Dr. Kontsevich, a mathematics professor at Institut des Hautes Études Scientifiques in France, will share the mathematics prize of US$250,000 with Dr. Witten, a professor at the School of Natural Sciences in Princeton, New Jersey.
The two received the prize “for their important contributions to mathematics inspired by modern theoretical physics,” The Royal Swedish Academy of Sciences, which awards the prize, said in a statement.
The other part of the prize, covering astronomy, was awarded to Dr. Alievich Sunyaev, the head of the Department of High Energy Astrophysics at the Russian Academy of Sciences in Moscow.
“For his decisive contributions to high-energy astrophysics and cosmology, in particular processes and dynamics around black holes and neutron stars and demonstration of the diagnostic power of structures in the background radiation,” the prize citation read.
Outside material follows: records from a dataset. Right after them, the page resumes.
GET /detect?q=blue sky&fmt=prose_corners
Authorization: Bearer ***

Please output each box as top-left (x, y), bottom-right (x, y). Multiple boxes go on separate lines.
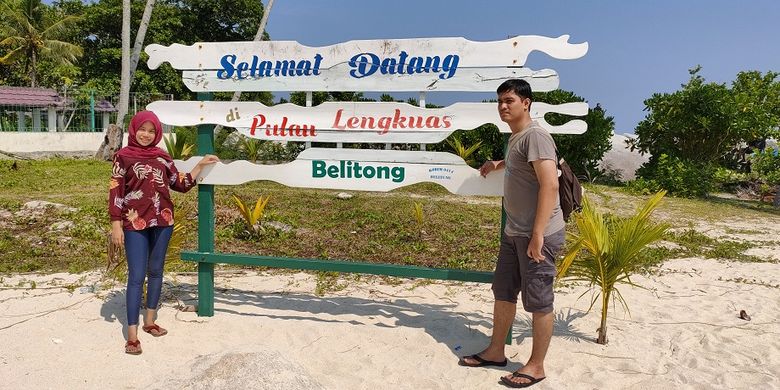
top-left (263, 0), bottom-right (780, 133)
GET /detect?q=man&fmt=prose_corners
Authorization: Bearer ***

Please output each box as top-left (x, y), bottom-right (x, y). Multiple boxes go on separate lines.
top-left (460, 80), bottom-right (566, 387)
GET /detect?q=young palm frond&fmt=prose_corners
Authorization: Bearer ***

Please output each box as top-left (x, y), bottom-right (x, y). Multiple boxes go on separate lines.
top-left (558, 191), bottom-right (669, 344)
top-left (233, 195), bottom-right (271, 232)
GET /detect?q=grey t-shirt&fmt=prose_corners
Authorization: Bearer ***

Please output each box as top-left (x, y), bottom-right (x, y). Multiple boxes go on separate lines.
top-left (504, 121), bottom-right (566, 237)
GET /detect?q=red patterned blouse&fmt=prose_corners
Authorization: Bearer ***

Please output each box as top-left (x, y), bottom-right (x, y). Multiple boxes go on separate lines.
top-left (108, 155), bottom-right (196, 230)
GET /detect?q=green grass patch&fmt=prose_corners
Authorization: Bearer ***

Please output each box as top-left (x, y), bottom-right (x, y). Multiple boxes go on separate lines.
top-left (0, 159), bottom-right (780, 274)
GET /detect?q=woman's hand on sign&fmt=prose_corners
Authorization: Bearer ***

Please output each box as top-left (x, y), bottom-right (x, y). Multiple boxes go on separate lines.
top-left (198, 154), bottom-right (219, 167)
top-left (190, 154), bottom-right (219, 180)
top-left (111, 221), bottom-right (125, 246)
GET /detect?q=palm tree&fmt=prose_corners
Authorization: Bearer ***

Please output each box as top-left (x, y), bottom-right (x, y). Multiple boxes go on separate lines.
top-left (558, 191), bottom-right (669, 344)
top-left (0, 0), bottom-right (83, 87)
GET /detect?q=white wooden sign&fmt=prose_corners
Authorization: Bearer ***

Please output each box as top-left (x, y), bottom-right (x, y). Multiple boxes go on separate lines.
top-left (176, 148), bottom-right (504, 196)
top-left (177, 64), bottom-right (559, 92)
top-left (146, 101), bottom-right (588, 143)
top-left (146, 35), bottom-right (588, 91)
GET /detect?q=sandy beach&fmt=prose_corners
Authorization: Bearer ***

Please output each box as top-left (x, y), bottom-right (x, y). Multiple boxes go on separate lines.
top-left (0, 258), bottom-right (780, 389)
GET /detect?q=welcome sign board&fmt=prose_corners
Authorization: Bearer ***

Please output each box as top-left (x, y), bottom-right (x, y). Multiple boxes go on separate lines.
top-left (146, 35), bottom-right (588, 92)
top-left (147, 101), bottom-right (588, 143)
top-left (176, 148), bottom-right (504, 196)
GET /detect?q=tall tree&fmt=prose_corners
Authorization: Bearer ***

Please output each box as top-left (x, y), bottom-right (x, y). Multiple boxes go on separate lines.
top-left (130, 0), bottom-right (155, 84)
top-left (0, 0), bottom-right (83, 87)
top-left (634, 67), bottom-right (780, 164)
top-left (213, 0), bottom-right (274, 133)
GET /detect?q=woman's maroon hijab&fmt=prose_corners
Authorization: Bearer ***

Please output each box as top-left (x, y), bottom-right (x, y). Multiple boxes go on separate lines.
top-left (117, 111), bottom-right (171, 161)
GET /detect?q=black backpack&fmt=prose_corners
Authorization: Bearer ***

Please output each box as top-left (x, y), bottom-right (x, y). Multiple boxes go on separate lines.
top-left (558, 158), bottom-right (582, 222)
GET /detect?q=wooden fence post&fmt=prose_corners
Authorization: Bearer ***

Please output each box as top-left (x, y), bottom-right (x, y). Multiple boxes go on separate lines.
top-left (198, 92), bottom-right (214, 317)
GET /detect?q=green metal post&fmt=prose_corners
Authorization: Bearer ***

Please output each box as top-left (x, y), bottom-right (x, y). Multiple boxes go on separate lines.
top-left (498, 134), bottom-right (515, 345)
top-left (198, 92), bottom-right (214, 317)
top-left (89, 91), bottom-right (95, 131)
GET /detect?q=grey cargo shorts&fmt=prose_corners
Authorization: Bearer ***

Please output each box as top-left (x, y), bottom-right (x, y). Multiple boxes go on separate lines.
top-left (493, 229), bottom-right (566, 313)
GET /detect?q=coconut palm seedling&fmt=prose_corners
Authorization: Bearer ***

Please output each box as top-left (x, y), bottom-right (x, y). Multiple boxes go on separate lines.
top-left (412, 202), bottom-right (425, 235)
top-left (558, 191), bottom-right (669, 344)
top-left (233, 195), bottom-right (271, 234)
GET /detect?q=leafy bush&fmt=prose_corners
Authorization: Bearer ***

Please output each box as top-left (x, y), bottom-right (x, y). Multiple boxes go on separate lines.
top-left (750, 149), bottom-right (780, 185)
top-left (637, 154), bottom-right (715, 198)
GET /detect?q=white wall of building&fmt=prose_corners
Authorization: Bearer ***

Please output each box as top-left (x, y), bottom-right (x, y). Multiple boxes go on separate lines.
top-left (0, 132), bottom-right (175, 153)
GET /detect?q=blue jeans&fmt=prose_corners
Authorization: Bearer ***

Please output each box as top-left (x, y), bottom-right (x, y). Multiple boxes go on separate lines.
top-left (125, 226), bottom-right (173, 326)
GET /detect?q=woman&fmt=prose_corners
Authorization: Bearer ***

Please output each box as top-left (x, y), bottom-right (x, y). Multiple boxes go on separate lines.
top-left (108, 111), bottom-right (219, 355)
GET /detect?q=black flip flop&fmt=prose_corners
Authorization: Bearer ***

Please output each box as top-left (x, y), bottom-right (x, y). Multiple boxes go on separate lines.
top-left (458, 353), bottom-right (507, 367)
top-left (501, 372), bottom-right (546, 389)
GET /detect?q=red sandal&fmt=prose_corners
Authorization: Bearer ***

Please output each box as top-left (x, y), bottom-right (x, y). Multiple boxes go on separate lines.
top-left (141, 324), bottom-right (168, 337)
top-left (125, 340), bottom-right (143, 355)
A prize-awarding ceremony will take place at the academy in Stockholm on April 23, in the presence of Sweden's King Carl XVI Gustaf.
The award is named after Holger Crafoord, the Swede who designed the first artificial kidney. It has been given annually since 1982 for scientific research in areas not covered by the Nobel Prizes, including mathematics, astronomy and biosciences.